On Wednesday, Sept. 26, candidates for state offices gathered at the new Casa de los Niños family center to discuss the progress and pitfalls of Arizona’s child welfare system.
LD9 Senate candidate Victoria Steele, LD3 House candidate Andrés Cano, LD10 House candidate Domingo DeGrazia, state Rep. Kirsten Engel (D-LD10)
state Rep. Todd Clodfelter (R-LD10), state Rep. Randy Friese (LD-9), LD11 House candidate Marcela Quiroz, state Sen. David Bradley (LD-10), LD3 House candidate Alma Hernandez and LD11 House candidate Hollace Lyon were in attendance.
Michelle Crow, the Southern Arizona director of the Children’s Action Alliance, began the discussion by laying out a few key trends in the system. She said that in 2016 the number of Arizona children in foster care peaked at around 18,000, but that number has been on a steady decline ever since.
For Arizona organizations that deal with child welfare, Crow said the goal is always to keep children with their parents or family members whenever possible and avoid placing them in the foster care system, unless absolutely necessary. She said that taking kids out of their family circle is an extremely traumatic and disconnecting experience that has lasting effects on their adult lives.
“They are more likely to have a connection and feel a sense of love and feel a sense of permanency and stability if they’re placed with somebody that they already have a relationship with,” Crow said. While the best option is to place children with a family member, it is the most burdensome option for the new caretaker. Crow explained that when the Department of Child Safety intervenes and takes a child out of a home and places them with a licensed foster family, that licensed caretaker receives an average of $681 every month to take care of that child.
If a non-licensed relative intervenes and takes responsibility for a child without DCS getting involved, they receive no financial support. If DCS is able to place the child with a relative instead of in a foster care home, which is ideal, that caretaker receives an average of $45 every month.
This $636 difference puts non-licensed family members at a disadvantage and makes it harder for that ideal familial relationship to be sustainable. Also, many times family members are called upon a moment’s notice to take custody of a child that they are related to, whereas licensed foster care providers are trained and prepared for that event.
“Because the system was built around licensed foster care, the system reflects that still,” Crow said. “What we need to do is get the system to catch up to the new reality today.”
On a national scale, Arizona is above the average for placing kids with a relative as opposed to foster care or a group home. While this is good, Kelly Griffith with the Southwest Center for Economic Integrity believes it is still very important to pay attention to how the financial capabilities of families can affect the children in the long-term.

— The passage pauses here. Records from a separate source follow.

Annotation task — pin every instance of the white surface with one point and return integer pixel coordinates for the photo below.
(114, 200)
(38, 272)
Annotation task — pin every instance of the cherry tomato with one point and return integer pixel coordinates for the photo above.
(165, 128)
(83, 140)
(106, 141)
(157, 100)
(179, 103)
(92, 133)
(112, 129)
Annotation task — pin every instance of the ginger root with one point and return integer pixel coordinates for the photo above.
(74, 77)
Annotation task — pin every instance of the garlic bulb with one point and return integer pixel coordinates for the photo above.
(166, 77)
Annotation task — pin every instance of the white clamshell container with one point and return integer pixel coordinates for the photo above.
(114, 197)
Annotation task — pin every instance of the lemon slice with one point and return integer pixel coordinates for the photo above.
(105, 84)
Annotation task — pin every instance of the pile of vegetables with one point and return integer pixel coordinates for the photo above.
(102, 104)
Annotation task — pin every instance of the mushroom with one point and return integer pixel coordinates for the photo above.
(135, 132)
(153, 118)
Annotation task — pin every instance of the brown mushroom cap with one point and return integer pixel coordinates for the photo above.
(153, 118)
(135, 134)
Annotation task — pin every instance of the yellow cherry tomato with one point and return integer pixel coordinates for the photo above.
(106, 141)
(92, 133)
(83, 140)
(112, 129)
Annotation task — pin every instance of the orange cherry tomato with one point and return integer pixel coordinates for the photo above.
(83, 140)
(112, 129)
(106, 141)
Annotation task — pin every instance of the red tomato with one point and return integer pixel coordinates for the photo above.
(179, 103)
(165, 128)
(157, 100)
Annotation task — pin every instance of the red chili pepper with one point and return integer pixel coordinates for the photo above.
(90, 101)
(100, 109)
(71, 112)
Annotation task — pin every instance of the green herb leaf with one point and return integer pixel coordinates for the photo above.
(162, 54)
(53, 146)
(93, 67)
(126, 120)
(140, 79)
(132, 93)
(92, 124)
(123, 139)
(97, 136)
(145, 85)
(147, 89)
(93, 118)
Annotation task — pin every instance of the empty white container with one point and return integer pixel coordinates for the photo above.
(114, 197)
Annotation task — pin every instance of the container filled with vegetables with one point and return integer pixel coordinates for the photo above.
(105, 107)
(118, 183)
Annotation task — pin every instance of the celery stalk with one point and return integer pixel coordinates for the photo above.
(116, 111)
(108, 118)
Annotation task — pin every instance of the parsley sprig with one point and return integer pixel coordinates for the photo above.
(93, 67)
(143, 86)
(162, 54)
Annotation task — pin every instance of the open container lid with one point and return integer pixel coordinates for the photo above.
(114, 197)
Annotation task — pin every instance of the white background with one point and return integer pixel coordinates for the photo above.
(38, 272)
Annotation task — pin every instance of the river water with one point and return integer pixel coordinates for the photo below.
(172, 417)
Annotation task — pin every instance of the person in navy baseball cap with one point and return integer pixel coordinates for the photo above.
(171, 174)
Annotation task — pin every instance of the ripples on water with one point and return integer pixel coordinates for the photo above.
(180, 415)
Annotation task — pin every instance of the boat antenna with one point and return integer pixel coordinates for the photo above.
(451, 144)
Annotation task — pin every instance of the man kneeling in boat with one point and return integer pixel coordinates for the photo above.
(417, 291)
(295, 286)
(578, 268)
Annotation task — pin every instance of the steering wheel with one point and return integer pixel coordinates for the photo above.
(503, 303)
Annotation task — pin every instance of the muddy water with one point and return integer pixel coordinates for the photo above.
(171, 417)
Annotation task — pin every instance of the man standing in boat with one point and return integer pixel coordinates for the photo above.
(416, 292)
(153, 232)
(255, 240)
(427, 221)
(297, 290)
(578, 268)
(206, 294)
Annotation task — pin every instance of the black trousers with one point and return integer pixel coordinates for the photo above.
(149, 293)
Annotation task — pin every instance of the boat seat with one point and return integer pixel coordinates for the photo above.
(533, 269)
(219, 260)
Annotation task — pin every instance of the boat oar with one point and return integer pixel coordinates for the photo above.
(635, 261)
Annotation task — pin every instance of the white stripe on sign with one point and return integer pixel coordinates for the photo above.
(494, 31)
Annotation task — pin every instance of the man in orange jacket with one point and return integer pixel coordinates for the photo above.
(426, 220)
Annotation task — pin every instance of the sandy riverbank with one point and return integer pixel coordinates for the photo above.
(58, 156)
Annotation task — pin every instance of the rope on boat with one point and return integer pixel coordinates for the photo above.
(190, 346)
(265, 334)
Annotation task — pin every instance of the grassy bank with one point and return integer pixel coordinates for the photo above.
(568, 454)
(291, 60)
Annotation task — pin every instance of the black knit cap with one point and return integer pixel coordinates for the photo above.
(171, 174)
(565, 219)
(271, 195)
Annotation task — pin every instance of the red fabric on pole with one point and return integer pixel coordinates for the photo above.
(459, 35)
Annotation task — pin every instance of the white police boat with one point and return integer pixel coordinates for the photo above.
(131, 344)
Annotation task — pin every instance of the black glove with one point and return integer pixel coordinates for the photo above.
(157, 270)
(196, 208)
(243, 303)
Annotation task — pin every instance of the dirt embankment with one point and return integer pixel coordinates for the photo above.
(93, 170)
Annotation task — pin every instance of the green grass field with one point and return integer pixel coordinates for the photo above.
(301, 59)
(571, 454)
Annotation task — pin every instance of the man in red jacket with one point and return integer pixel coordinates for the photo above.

Griffith explained how in Arizona, rent and child-care costs are constantly increasing. She said that there is a capacity problem, where many child-care centers have either closed or stopped accepting subsidies from the Department of Economic Security, because “you can’t afford to stay in business if you’re subsidizing DES, you just can’t.”
Last month Patty Machelor with the Arizona Daily Star
reported that “Arizona families lost 788 providers of subsidized child care between January 2016 and July 31, 2018, including 369 centers and group homes ending their state contracts.”
She explained that these child-care providers lose money by accepting families that qualify for state financial assistance because the government’s reimbursement rates have been static for decades. With limited access to quality child care, children across the state are at risk of falling behind.
“Children who attend high-quality preschool are much less likely to participate in criminal activity, when you start looking at the state budget line item, look at how much it costs to house people in private prison facilities … think about that school-to-prison pipeline,” Griffith said.
Susan Huhn, executive director of Casa de los Niños, added that the organization will be opening a quality preschool program that will accept DES subsidies in the 85705 zip code, which is significant because there are many high-quality care providers in the area but most don’t take DES subsidies.
So what do these organizations want from the elected officials in the room? They want to see a financial investment in the relatives who take care of these children through eliminating the disparity in funds provided to licensed and non-licensed caretakers, making it easier for non-licensed relatives to become licensed and receive that extra money and making high-quality child care an accessible option.